The OeVP and FPOe formed a coalition in late 2017 after elections in which both parties took a tough anti-immigration stance and warned of the dangers of so-called “parallel societies”.

The veil, headeadscarf and burka issue is part of a wider debate about multiculturalism in Europe, as many politicians argue that there needs to be a greater effort to assimilate ethnic and religious minorities.

Last week, France’s Senate voted to ban mothers who wear Islamic headscarves from accompanying children on school trips, in the latest extension of the country’s war against the garments.

The Danish parliament approved a bill in May 2018 to punish anyone wearing a full-face veil with a fine, which would increase tenfold if an individual was caught again. It is due to come into effect in August 2018.

On 6 December 2016, Chancellor Angela Merkel said the wearing of full-faced veils should be prohibited in Germany “wherever it is legally possible”.

At least half of Germany’s 16 states went on to ban teachers from wearing headscarves and in the state of Hesse the ban included civil servants.

The southern state of Bavaria went on to prohibit full-face veils in schools, polling stations, universities and government offices in early 2017.

A law banning the full-face veil came into effect in Belgium in July 2011.

The law bans any clothing that obscures the identity of the wearer in places like parks and on the street.

In November 2016, Dutch MPs backed a ban on the Islamic full veil in public places such as schools and hospitals, and on public transport.

Several towns in Italy have local bans on face-covering veils.
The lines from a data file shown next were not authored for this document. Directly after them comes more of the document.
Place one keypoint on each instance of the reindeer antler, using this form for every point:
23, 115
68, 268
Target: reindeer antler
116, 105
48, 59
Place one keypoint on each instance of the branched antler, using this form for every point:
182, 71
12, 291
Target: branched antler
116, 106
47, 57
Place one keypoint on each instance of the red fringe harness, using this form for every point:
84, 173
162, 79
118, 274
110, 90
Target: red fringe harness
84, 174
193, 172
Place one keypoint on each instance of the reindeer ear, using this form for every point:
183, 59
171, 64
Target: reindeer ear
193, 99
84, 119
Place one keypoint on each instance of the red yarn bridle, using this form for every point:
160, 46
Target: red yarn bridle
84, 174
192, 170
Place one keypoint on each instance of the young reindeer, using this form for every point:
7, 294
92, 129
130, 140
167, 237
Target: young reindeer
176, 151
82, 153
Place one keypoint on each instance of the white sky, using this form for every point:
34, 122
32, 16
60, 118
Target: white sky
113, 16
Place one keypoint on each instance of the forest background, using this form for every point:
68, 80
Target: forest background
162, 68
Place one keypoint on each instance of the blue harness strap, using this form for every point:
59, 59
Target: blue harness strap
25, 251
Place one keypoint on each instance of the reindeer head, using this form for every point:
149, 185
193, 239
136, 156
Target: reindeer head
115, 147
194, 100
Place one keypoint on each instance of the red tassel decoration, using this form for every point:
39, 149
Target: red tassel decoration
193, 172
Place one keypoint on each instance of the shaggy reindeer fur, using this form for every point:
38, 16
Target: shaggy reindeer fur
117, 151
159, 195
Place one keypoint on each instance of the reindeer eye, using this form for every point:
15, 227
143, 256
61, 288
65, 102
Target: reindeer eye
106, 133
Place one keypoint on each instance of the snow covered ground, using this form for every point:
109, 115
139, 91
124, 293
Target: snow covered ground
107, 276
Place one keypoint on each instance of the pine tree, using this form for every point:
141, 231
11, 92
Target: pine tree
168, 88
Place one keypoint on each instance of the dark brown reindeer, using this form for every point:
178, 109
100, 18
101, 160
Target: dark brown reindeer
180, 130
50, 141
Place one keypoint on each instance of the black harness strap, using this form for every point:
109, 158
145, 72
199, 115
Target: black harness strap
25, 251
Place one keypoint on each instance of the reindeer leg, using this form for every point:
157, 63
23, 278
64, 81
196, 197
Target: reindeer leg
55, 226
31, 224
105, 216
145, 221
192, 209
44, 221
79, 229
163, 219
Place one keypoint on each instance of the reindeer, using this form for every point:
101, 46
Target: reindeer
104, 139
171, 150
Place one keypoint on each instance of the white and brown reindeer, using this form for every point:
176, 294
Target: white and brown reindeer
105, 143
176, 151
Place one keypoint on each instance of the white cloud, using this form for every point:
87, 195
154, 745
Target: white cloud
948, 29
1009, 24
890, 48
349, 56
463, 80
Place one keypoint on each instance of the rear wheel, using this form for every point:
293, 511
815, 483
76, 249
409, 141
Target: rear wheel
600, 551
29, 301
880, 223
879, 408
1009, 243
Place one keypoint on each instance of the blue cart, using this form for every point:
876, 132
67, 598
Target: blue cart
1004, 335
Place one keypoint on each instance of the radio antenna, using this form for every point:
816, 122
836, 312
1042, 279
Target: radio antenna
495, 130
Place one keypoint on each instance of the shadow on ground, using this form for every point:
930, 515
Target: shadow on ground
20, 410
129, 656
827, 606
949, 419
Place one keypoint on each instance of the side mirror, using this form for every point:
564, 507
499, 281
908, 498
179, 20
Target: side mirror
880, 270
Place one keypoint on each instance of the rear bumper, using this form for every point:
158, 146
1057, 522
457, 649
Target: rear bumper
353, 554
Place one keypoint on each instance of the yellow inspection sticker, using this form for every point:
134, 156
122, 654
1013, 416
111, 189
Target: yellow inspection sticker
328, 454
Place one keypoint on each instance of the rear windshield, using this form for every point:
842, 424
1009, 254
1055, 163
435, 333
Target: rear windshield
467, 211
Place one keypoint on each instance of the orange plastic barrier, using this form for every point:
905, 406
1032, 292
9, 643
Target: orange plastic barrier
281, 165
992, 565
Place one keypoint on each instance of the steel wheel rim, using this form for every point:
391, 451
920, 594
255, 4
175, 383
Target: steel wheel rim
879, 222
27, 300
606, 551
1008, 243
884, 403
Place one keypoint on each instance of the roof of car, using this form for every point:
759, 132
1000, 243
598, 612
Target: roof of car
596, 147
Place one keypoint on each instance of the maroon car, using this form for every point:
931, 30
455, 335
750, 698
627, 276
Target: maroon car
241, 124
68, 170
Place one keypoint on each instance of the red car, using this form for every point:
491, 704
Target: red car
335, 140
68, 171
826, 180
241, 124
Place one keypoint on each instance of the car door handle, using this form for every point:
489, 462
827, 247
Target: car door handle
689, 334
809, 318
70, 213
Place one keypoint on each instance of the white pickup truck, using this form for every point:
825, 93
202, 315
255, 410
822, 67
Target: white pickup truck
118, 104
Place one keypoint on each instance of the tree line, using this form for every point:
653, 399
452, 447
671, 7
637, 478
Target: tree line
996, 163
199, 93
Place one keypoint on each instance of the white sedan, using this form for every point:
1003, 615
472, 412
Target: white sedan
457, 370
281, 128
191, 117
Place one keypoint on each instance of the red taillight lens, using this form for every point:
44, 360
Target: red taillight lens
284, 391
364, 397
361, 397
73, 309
The north-western town of Novara is one of several local authorities to have already brought in rules to deter public use of the Islamic veil.

In the Lombardy region of Italy, a burka ban was agreed in December 2015 and came into effect in January 2016.

Russia’s Stavropol region has a ban on hijabs – the first of its kind imposed by a region in the Russian federation. The ruling was upheld by Russia’s Supreme Court in July 2013.